Ventilator Management on ECMO has been a debatable topic for many years.   There have been many approaches to managing the sick lung without ECMO support that still create a lot of debate.  But when you add in the complexities of the ECMO system and support processes it becomes even more difficult to find consensus on the best way to adjust ventilator settings.   A small percentage of ECMO Centers have begun actually extubating patients on ECMO.  Some centers manage the ventilator the same as if the patient were not on ECMO.  Some centers perform tracheostomy, some just leave an endotracheal tube in even for prolonged ECMO runs that may last for weeks or months.

A recent article found in Europe PubMed Central entitled International survey on the management of mechanical ventilation during extracorporeal membrane oxygenation in adults with severe respiratory failure. highlights the wide variety of thoughts and practices across the globe.
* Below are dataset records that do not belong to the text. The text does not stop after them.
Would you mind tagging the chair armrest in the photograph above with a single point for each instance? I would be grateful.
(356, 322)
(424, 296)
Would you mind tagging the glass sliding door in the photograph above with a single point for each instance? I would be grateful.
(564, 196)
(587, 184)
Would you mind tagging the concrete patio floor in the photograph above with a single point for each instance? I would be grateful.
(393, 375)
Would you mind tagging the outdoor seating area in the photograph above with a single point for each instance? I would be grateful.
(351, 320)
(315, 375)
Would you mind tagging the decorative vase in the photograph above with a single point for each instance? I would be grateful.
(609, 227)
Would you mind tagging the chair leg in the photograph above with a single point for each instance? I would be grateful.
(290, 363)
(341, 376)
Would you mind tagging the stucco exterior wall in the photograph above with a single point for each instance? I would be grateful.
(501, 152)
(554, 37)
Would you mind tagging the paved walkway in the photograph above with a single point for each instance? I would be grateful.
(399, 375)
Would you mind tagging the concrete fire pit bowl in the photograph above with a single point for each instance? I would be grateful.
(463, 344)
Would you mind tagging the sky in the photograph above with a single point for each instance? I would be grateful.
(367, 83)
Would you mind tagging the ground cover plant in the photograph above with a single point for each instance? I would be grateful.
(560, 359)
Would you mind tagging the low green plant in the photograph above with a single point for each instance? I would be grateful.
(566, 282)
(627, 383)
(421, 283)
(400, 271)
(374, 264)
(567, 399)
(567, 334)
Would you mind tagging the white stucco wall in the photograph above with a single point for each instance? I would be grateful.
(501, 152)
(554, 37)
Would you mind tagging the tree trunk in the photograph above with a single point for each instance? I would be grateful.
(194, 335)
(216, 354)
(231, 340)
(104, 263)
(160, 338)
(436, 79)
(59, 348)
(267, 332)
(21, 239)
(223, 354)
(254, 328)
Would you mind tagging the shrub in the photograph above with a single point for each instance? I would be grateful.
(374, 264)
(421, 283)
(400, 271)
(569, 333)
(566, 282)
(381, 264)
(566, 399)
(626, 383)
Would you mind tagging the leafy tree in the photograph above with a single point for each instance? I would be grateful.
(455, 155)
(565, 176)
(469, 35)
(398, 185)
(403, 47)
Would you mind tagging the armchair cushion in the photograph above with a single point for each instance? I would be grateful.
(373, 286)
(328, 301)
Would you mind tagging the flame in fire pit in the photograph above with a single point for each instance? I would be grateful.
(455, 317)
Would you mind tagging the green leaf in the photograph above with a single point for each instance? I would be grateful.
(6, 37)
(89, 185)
ELSO (Extracorporeal Life Support Organization) has long recommended “rest” ventilator settings while on ECMO. The ELSO H1N1 Specific Supplements to the ELSO General Guidelines during the H1N1 crisis was to:

  • keep plateau pressures under 25
  • adjust FiO2 to under 40%
  • allow SaO2 in the 70’s and 80’s on VV patients
  • keep hematocrit in normal range to aid with oxygen delivery
  • early tracheostomy
  • minimize sedation
  • perform frequent bronchoscope
  • consider HFOV at low settings (MAP of 12-14 cmH2O) to help with lung recruitment

 

The recommendations go on to suggest there is no benefit in attempting recruitment maneuvers until there is some sign of some native gas exchange and aeration on x-ray noted in lung fields.  In addition, they mention that some have reported surfactant, prone positioning, fluorocarbon lavage, and percussive ventilation to be beneficial in some patients.

I’m a fan of this approach.  I’m a believer in the concept of rest ventilator settings even in the face of complete and total whiteout of the lungs and then allowing TIME for the lungs to begin to recover before forcing recruitment procedures.  But there are a lot of smart clinicians out there that take other approaches and have good success as well.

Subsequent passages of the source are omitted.